Como un mandamiento ...

Es bueno ir a la lucha con determinación, abrazar la vida y vivirla con pasión. Perder con clase y vencer con osadía, porque el mundo pertenece a quien se atreve y la vida es mucho para ser insignificante.
Charles Chaplin

sábado, 22 de marzo de 2014

A la infanta de los lloros, unos humildes deseos...

        




         Querida Amparo:
     En el día en que cumples quince años me gustaría desearte que tu vida esté siempre rodeada de buenas sensaciones, Quisiera, ante todo y en principio, que ames con pasión porque amando también serás amada y si así no fuera te aconsejaría que sepas olvidar con brevedad y no guardes nunca rencor porque la vida es corta y no merece la pena malgastarla recordando lo que de malo nos aconteció.
     Deseo también que tengas amigos que te sean fieles  y que puedas confiar en ellos sin duda alguna y a la vez creo que sería bueno que tuvieses enemigos para que seas capaz de cuestionarte tus propias convicciones. Y me gustaría que anidase en tu ser la sensación de sentirte útil, que tengas siempre la certeza de que eres buena desarrollando algo, pero nunca imprescindible e insustituible porque ello te llevaría a sentarte a la mesa de la vanidad que siempre es mala compañera de viaje y que cuando te sientas mal y asomen los malos momentos, que suelen ser cuantiosos, abundantes y cuajados de nubes negras, seas capaz de levantarte y mantenerte en pie.
     Te pediría también que fueses tolerante, comprensiva y condescendiente con aquellos que se equivocan mucho y sin remedio porque haciendo uso de esa tolerancia servirás de ejemplo a otros. Y porque el mundo que nos rodea es como es y resulta complicado cambiarlo sería deseable que siendo aun tan joven no madures con demasiada prisa porque si es así te perderás lo que de bueno tiene este irrepetible momento y que cuando seas mayor no sientas la necesidad de rejuvenecer y que siendo vieja no te desesperes porque cada edad tiene su placer y su dolor.
     Y de paso te deseo que sepas estar triste, aunque sea por un día, porque así descubrirás que la risa diaria es sana y cura el alma, que la habitual es anodina e insustancial y el reír constante puede resultar hasta dañino y perjudicial.
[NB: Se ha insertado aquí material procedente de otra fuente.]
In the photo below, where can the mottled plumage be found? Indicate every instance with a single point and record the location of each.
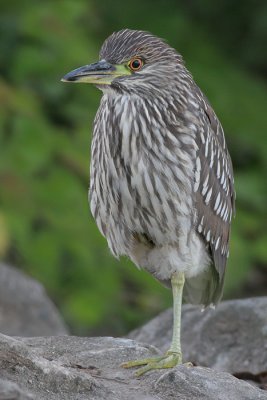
(161, 179)
(161, 187)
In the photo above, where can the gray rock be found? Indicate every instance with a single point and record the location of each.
(68, 368)
(231, 338)
(11, 391)
(25, 309)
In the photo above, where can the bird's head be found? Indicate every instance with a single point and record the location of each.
(131, 61)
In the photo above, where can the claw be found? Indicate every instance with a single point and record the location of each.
(169, 360)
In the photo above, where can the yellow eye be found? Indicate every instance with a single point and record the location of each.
(136, 64)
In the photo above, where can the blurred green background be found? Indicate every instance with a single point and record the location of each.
(45, 225)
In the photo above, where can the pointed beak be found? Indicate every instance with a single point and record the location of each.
(100, 73)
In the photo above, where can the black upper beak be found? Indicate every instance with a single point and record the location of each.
(95, 70)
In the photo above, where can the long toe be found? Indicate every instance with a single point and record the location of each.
(169, 360)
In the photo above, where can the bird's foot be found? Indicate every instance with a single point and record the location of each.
(168, 360)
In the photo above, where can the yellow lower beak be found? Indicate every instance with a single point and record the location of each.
(100, 73)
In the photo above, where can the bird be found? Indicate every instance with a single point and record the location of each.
(161, 177)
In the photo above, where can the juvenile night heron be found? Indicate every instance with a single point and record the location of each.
(161, 178)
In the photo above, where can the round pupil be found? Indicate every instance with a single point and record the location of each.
(136, 64)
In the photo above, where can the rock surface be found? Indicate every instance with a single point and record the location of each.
(68, 368)
(231, 338)
(25, 309)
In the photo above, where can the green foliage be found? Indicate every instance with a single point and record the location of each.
(45, 224)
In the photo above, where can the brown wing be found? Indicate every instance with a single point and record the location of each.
(214, 188)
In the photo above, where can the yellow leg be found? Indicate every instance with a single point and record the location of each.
(173, 356)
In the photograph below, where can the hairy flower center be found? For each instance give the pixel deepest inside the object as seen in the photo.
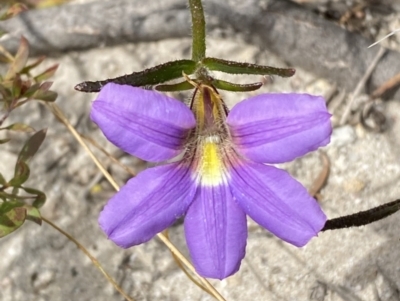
(210, 136)
(211, 170)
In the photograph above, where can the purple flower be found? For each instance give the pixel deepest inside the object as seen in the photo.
(219, 176)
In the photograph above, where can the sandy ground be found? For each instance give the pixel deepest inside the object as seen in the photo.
(37, 263)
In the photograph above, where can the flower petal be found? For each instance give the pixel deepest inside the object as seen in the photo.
(216, 232)
(276, 128)
(147, 204)
(276, 201)
(143, 123)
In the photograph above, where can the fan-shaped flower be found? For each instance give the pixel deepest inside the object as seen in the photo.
(220, 176)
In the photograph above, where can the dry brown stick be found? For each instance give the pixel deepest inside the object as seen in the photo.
(300, 37)
(322, 177)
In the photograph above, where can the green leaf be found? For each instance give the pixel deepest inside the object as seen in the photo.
(185, 85)
(40, 196)
(31, 146)
(21, 174)
(20, 59)
(8, 206)
(245, 68)
(19, 127)
(33, 214)
(16, 86)
(149, 77)
(224, 85)
(12, 220)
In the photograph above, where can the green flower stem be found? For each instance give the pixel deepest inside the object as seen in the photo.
(198, 30)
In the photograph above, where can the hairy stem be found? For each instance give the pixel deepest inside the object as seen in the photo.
(198, 30)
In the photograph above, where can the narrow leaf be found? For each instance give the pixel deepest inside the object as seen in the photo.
(12, 220)
(8, 206)
(33, 214)
(152, 76)
(224, 85)
(31, 146)
(363, 218)
(19, 127)
(182, 86)
(245, 68)
(40, 198)
(21, 174)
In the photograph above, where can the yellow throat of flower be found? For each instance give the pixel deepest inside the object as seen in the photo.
(211, 134)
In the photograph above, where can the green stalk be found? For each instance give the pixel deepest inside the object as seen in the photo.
(198, 30)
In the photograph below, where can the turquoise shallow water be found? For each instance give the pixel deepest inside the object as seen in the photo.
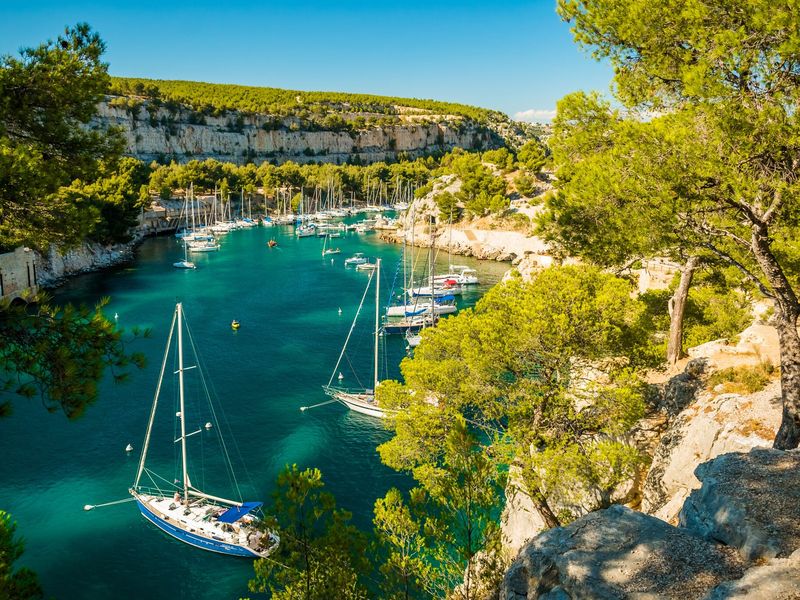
(287, 300)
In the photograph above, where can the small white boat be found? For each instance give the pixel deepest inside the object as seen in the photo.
(306, 230)
(460, 274)
(203, 247)
(413, 339)
(185, 263)
(408, 310)
(438, 291)
(180, 508)
(357, 259)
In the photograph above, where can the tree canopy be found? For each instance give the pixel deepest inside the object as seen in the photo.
(719, 161)
(60, 182)
(47, 97)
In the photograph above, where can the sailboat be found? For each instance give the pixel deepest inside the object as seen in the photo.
(328, 251)
(362, 401)
(179, 508)
(185, 263)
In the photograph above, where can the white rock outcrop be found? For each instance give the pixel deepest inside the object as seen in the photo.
(710, 426)
(256, 137)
Y por encima de todo, con la máxima urgencia, quiero que descubras que existen y te rodean seres oprimidos tratados con injusticia y personas infelices.
     Deseo también que tengas dinero y que de vez en cuando lo pongas delante de ti y te digas: “esto es mío”, para que de esa manera quede claro quien es el dueño de quien. También desearía que ninguno de tus seres queridos muera pero que si muere alguno puedas llorar y recordarlo sin lamentarte y sufrir sin sentirte culpable.
     Te deseo, por fin y para terminar, que siendo una buena mujer tengas un buen hombre y que sepas querer porque queriendo serás querida. Y si todas estas cosas llegan a pasar, como decía Víctor Hugo a quien debo la idea de este montón de deseos, no tengo nada más que desearte.